Marine biologists hoped to deter lampreys with the smell of death, Scottish authorities erected a barrier to prevent American crayfish in the River Clyde from spreading to the River Annan, and British waterways were fighting off invasive Russian zebra mussels. “The mussels live in the River Ancholme,” said Anglian Water water-supply manager Kevin Fish. Cod tend to return every day to the same location within the same shipwreck. “Maybe,” noted the investigating ichthyologist of her Ph.D. research, “it sounds a bit boring.” The fruit bats of Beit Shemesh travel nightly to the same trees to feed.
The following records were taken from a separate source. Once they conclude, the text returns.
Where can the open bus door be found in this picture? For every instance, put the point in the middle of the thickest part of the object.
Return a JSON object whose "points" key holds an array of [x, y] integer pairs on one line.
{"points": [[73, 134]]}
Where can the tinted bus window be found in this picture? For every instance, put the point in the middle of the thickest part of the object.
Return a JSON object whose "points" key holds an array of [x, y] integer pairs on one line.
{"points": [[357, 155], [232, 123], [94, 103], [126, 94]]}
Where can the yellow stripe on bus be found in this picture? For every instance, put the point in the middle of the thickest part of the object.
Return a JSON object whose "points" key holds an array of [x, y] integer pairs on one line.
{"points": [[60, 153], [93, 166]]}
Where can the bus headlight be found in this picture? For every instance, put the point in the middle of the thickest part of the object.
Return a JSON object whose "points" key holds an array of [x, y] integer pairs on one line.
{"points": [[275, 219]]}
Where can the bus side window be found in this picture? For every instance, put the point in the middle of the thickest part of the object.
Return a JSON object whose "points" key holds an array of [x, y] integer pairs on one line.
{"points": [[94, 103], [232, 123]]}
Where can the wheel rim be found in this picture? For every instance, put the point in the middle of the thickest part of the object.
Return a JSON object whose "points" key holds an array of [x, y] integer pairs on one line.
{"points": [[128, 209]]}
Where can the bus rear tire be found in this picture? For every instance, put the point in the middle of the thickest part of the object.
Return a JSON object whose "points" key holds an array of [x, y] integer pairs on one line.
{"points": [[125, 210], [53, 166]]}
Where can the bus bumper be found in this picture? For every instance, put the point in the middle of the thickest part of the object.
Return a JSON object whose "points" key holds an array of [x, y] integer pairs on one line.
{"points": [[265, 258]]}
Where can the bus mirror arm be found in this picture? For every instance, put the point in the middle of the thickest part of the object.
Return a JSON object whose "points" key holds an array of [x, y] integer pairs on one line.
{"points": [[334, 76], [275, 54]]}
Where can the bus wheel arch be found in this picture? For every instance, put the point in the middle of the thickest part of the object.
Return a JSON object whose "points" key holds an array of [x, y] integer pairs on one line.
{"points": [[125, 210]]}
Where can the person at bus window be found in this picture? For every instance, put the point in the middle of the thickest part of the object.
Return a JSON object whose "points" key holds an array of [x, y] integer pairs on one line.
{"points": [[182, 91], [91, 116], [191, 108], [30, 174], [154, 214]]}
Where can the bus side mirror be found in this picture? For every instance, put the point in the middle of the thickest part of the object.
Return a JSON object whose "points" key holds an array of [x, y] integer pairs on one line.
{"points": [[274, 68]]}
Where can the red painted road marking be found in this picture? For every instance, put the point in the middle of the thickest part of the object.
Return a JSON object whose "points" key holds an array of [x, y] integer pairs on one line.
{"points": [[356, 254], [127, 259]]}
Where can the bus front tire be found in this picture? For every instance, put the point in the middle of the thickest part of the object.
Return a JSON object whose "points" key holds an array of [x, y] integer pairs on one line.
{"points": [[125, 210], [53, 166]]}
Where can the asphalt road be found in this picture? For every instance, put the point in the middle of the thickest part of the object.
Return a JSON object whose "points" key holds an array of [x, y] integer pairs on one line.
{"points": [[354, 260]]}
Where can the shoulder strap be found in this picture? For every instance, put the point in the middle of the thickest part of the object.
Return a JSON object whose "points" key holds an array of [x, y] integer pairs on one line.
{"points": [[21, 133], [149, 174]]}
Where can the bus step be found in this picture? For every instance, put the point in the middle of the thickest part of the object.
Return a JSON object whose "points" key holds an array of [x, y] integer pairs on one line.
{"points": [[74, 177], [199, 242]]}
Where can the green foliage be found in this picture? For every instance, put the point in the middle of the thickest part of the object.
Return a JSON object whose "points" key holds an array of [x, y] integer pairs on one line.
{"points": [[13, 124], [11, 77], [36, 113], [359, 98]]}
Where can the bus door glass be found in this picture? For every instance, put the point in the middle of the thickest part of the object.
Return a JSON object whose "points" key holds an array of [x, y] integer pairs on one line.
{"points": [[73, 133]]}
Smithsonian Tropical Research Institute scientists who fed toucans in Rotterdam one hundred Panamanian nutmeg seeds each and found that the birds regurgitate them after holding them in their crops for an average of 25.5 minutes subsequently concluded that wild Panamanian toucans distribute digested seeds more evenly in the morning than after lunch. Cocaine addicts prefer $500 in cash now to $1,000 worth of cocaine later. Menthol cigarettes make quitting harder. Astronomers declared TrES-2b the blackest planet in the universe.